Allemagne : 5 ans de prison pour le plus vieil accusé de crimes nazis

Publié le par Sud Ouest avec AFP

Une condamnation pour l’histoire. Josef Schütz, le plus vieil accusé de crimes nazis est jugé depuis octobre. Il a nié toute implication en affirmant que « tout est faux » à son sujet

 Après la guerre, Josef Schütz a été transféré dans un camp de prisonniers en Russie et s’est ensuite installé dans le Brandebourg, région voisine de Berlin. © Crédit photo : TOBIAS SCHWARZ/AFP

Après la guerre, Josef Schütz a été transféré dans un camp de prisonniers en Russie et s’est ensuite installé dans le Brandebourg, région voisine de Berlin. © Crédit photo : TOBIAS SCHWARZ/AFP

Josef Schütz, 101 ans, était jugé depuis octobre pour des exactions qu’on lui reproche d’avoir commises lorsqu’il était gardien dans un camp allemand. Il a été condamné par le tribunal de Brandebourg-sur-la-Havel à 5 ans de prison.

Cet ancien sous-officier des Waffen-SS est poursuivi pour « complicité » dans le meurtre de 3 518 prisonniers lorsqu’il opérait entre 1942 et 1945 dans le camp de Sachsenhausen, alors au nord de Berlin. Il risque jusqu’à cinq ans de prison, une peine symbolique qu’il ne purgera sans doute pas en raison de son grand âge.

« Tout est déchiré »

Jamais au cours de la trentaine d’audiences au tribunal de Brandebourg-sur-la-Havel (est), plusieurs fois reportées en raison de sa santé fragile, il n’aura exprimé le moindre regret. Au contraire, lundi il a encore nié toute implication, se demandant « pourquoi il était là », et affirmé que « tout est faux » à son sujet.

Josef Schütz a avancé plusieurs récits sur son passé, parfois contradictoires. « Tout est déchiré » dans ma tête, avait-il même glissé lors de l’ouverture de l’audience. Dernièrement, il a prétendu avoir travaillé comme ouvrier agricole durant tout le conflit : « J’ai arraché, planté des arbres », a-t-il expliqué à la barre.

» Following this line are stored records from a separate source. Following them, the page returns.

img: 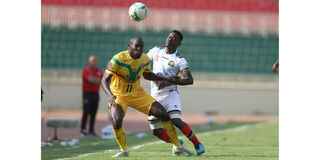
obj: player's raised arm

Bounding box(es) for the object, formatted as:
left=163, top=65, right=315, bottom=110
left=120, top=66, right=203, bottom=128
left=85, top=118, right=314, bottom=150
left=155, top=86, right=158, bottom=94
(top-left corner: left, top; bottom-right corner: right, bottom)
left=272, top=60, right=279, bottom=73
left=158, top=70, right=193, bottom=89
left=143, top=72, right=180, bottom=83
left=176, top=70, right=193, bottom=85
left=101, top=72, right=117, bottom=104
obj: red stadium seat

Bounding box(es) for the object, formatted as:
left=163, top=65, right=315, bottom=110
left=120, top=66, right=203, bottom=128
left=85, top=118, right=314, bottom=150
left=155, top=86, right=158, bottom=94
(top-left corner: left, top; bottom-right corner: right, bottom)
left=41, top=0, right=279, bottom=13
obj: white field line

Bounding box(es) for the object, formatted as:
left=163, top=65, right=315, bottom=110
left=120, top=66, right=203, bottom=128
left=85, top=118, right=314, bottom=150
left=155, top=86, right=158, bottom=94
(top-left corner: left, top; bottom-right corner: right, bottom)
left=56, top=122, right=274, bottom=160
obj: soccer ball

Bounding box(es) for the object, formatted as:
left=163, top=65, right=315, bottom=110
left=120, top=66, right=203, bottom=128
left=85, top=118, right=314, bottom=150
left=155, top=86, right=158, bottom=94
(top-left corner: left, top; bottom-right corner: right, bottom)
left=129, top=2, right=148, bottom=22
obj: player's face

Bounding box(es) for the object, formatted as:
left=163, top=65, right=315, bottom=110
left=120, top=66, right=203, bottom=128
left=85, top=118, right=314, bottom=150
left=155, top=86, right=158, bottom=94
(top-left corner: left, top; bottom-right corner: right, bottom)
left=166, top=32, right=181, bottom=48
left=89, top=56, right=98, bottom=66
left=129, top=40, right=144, bottom=59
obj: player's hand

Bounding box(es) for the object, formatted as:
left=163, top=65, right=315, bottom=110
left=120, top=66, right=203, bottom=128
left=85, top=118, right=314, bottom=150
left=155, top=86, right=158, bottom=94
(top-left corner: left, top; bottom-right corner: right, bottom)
left=168, top=75, right=181, bottom=84
left=108, top=95, right=117, bottom=105
left=272, top=63, right=278, bottom=74
left=158, top=81, right=172, bottom=90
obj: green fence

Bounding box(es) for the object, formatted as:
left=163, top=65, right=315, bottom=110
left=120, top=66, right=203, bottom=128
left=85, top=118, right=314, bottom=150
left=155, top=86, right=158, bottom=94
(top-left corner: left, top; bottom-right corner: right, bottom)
left=41, top=27, right=279, bottom=74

Une version contestée par plusieurs documents historiques mentionnant notamment son nom, sa date et son lieu de naissance prouvant qu’il avait bien été affecté de fin 1942 à début 1945 à la division « Totenkopf » des Waffen-SS.

« Complicité de meurtres systématiques »

Après la guerre, il a été transféré dans un camp de prisonniers en Russie et s’est ensuite installé dans le Brandebourg, région voisine de Berlin. Il a successivement été paysan, puis serrurier et n’a jamais été inquiété.

Âgé de 21 ans au début des faits reprochés, il est notamment soupçonné d’avoir fusillé des prisonniers soviétiques, d'« aide et de complicité de meurtres systématiques » par gaz de type Zyklon B et « par détention de prisonniers dans des conditions hostiles ».

Il n’y a « pas de doutes sur le fait que M. Schütz travaillait à Sachsenhausen », a martelé le procureur général Cyrill Klement. « Une peine inférieure à cinq ans ne pourrait être acceptée par les parties civiles », a jugé dans sa plaidoirie Thomas Walther, l’avocat de onze des seize parties civiles dans ce procès, dont sept survivants.

Si Josef Schütz venait à être condamné, son avocat a annoncé qu’il comptait faire appel.

Justice tardive

Après avoir longtemps montré peu d’empressement à juger tous les auteurs de crimes nazis, l’Allemagne élargit depuis dix ans ses investigations. Gardiens de camps et autres exécutants de la machinerie nazie peuvent être poursuivis du chef d’accusation de complicité de meurtre.

Ce procès tardif permet de « réaffirmer la responsabilité politique et morale des individus dans un contexte autoritaire, et dans un régime criminel, à l’heure où l’extrême droite néo-fasciste se renforce partout en Europe », dit Guillaume Mouralis, directeur de recherche au CNRS et membre du Centre Marc Bloch à Berlin.